Think again


Uniting hearts and minds for immigration reform

By TIM NESBITT

“Winning hearts and minds” can sound like a noble goal in politics. But splitting hearts and minds is a more common tactic, as we’re seeing now in the struggle over immigration reform.

How can we reconcile the tough-minded arguments for policing our borders and controlling access to our jobs with the heartfelt appeals to compassion and acceptance for immigrant working families? It won’t be easy. But we have to find a way to do so, because the outcome of this debate will shape how we deal with the dynamics of the global economy for decades to come.

Let me start by agreeing with some of the tough-minded arguments. We have laws which determine how citizens of other countries can join our workforce and become U.S. citizens. There are millions of immigrants who have complied with these laws to do just that. And there are four million more patiently waiting their turn for legal entry. It would be unfair to allow the 11 million immigrants who got here surreptitiously to stay here permanently — unfair to their compatriots still on the waiting lists (that’s clear) and unfair to U.S. citizens (that’s not so clear, when you review all the data on the economic effects of recent immigration).

Still, these arguments over fairness cut both ways. We value work, respect working people and take pride in the immigrant roots of our own families. We understand that immigrants don’t come here to degrade our jobs; they come here to work and to make a better life for themselves and their families. We know many of these workers personally. They are productive members of our communities.

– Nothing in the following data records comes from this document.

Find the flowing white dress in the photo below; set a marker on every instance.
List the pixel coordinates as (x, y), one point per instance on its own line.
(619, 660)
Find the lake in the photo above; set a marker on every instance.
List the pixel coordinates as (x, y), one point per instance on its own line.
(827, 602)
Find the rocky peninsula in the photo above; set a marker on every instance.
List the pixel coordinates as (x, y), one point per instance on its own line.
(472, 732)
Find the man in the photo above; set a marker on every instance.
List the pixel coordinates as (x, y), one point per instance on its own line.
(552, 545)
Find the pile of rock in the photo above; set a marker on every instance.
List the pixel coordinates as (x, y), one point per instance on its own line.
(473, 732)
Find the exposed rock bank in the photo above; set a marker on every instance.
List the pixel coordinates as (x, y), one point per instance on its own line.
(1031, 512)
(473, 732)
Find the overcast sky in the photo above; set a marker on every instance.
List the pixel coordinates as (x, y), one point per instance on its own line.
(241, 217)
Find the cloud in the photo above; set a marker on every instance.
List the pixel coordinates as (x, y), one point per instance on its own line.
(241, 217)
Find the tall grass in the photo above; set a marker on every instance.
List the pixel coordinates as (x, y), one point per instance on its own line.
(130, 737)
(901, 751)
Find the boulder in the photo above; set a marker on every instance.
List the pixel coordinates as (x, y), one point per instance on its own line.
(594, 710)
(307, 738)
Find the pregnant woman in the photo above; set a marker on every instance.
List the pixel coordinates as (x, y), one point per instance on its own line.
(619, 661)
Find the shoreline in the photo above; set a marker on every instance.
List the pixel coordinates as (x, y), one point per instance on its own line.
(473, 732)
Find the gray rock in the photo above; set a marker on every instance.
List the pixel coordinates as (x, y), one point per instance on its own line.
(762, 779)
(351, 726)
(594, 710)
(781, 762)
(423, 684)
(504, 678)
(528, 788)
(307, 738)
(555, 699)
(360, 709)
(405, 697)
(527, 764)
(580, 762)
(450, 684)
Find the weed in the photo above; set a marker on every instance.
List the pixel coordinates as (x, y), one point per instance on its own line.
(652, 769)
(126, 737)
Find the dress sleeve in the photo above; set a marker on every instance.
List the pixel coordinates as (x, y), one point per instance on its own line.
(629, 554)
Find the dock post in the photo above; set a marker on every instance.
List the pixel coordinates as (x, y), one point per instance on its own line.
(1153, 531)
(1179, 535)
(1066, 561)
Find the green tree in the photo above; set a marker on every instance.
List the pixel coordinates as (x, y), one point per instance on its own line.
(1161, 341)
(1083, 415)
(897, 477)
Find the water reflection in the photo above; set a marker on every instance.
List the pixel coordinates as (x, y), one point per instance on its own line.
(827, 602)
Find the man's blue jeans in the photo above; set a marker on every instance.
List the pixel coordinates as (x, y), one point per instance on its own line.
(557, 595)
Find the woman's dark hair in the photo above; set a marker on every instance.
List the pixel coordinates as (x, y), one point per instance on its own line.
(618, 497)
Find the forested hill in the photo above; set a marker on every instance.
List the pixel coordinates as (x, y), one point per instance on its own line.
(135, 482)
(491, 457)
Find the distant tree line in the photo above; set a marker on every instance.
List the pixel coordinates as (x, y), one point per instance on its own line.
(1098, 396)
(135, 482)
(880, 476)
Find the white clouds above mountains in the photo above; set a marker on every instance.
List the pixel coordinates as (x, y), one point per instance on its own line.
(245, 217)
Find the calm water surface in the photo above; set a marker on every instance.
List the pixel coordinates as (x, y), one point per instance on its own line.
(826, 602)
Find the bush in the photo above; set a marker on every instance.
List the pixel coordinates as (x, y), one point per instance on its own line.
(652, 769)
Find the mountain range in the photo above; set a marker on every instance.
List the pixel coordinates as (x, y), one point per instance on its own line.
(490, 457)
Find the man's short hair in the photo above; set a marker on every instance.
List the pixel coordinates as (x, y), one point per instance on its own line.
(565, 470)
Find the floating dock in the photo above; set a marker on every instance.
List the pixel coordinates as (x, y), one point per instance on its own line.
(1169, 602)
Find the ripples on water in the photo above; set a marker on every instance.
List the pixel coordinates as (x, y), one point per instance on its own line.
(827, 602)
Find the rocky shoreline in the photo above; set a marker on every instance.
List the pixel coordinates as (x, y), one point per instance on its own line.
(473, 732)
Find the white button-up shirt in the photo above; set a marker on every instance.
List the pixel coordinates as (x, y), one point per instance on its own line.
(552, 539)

Are we prepared to deport these workers and break up their families? That’s a punishment which our hearts tell us would be inhumane, and our minds warn us could be draconian. Economists at the Center for American Progress estimate that such an effort would cost more than $200 billion, and the roundup of men, women and children from our communities would requite an exercise of state power that should make us shudder. If such a thing were to happen, wouldn’t we all have our Schindler’s lists?

Not surprisingly, most Americans are looking for a compromise to the heart-and-mind conflict over this issue. We’ve tested the extremes on both sides and found them wanting. We’re willing to offer a kind of tough-love amnesty, if we don’t call it amnesty — a path to legalization that involves paying a fine, proving that you have been law-abiding and taking your place behind those waiting in line for legal entry, while remaining here in the U.S.

But this solution is proving more difficult to achieve than it was two decades ago, when Congress enacted a similar compromise, because more employers have become dependent on immigrant labor and more workers have been displaced by the rapid pace of globalization.

We have more fear in our hearts and doubt in our minds about immigration now, because globalization is threatening living standards for so many workers in the U.S. and around the world. Corporations want to be able to import workers as easily at they export jobs, all for the same purpose of finding and using cheaper labor.

The world may be flattening, but we still have national labor markets, defined by laws that set minimum wages, maximum hours and health and safety standards. So is it any wonder that U.S. workers feel that the last line of defense for their jobs is our border?

For more than a decade, we in the union movement have been working to redefine a “fair trade” approach to globalization that can boost standards for workers on both sides of our borders. It should be obvious now that we need to extend this effort to include a fair-minded approach to immigration.

Better trade deals are one part of the solution, especially when pacts like NAFTA end up driving Mexican farmers off their land and across our border. But, just as we want each country to control its own fate and negotiate a fair deal in the global economy, we should accept each country’s right to control immigration.

So, yes, we need controls on immigration, including reasonable quotas, tighter borders, even-handed enforcement and penalties for employers who knowingly hire undocumented workers. But I would also argue that we should reject “guest worker” programs and offer the immigrants we accept in our workplaces a clear path to citizenship for practical, tough-minded reasons.

There is a direct relationship between the power of citizens and the rewards they secure for their work, as you may have noticed when we voted to increase Oregon’s minimum wage. If we divorce citizenship from work, we will exacerbate the threats to our jobs from a corporate trade regime that treats workers as powerless pawns in the global economy.

I’m not sure if these ideas can form the basis for re-uniting hearts and minds on this issue, or if they offer anything more than a temporary solution to a dynamic problem. But I feel strongly that we will be a harsher country in which to live and work if we deny future generations of immigrants equal rights in our workplaces, full participation in our society and, most important of all, the right to vote.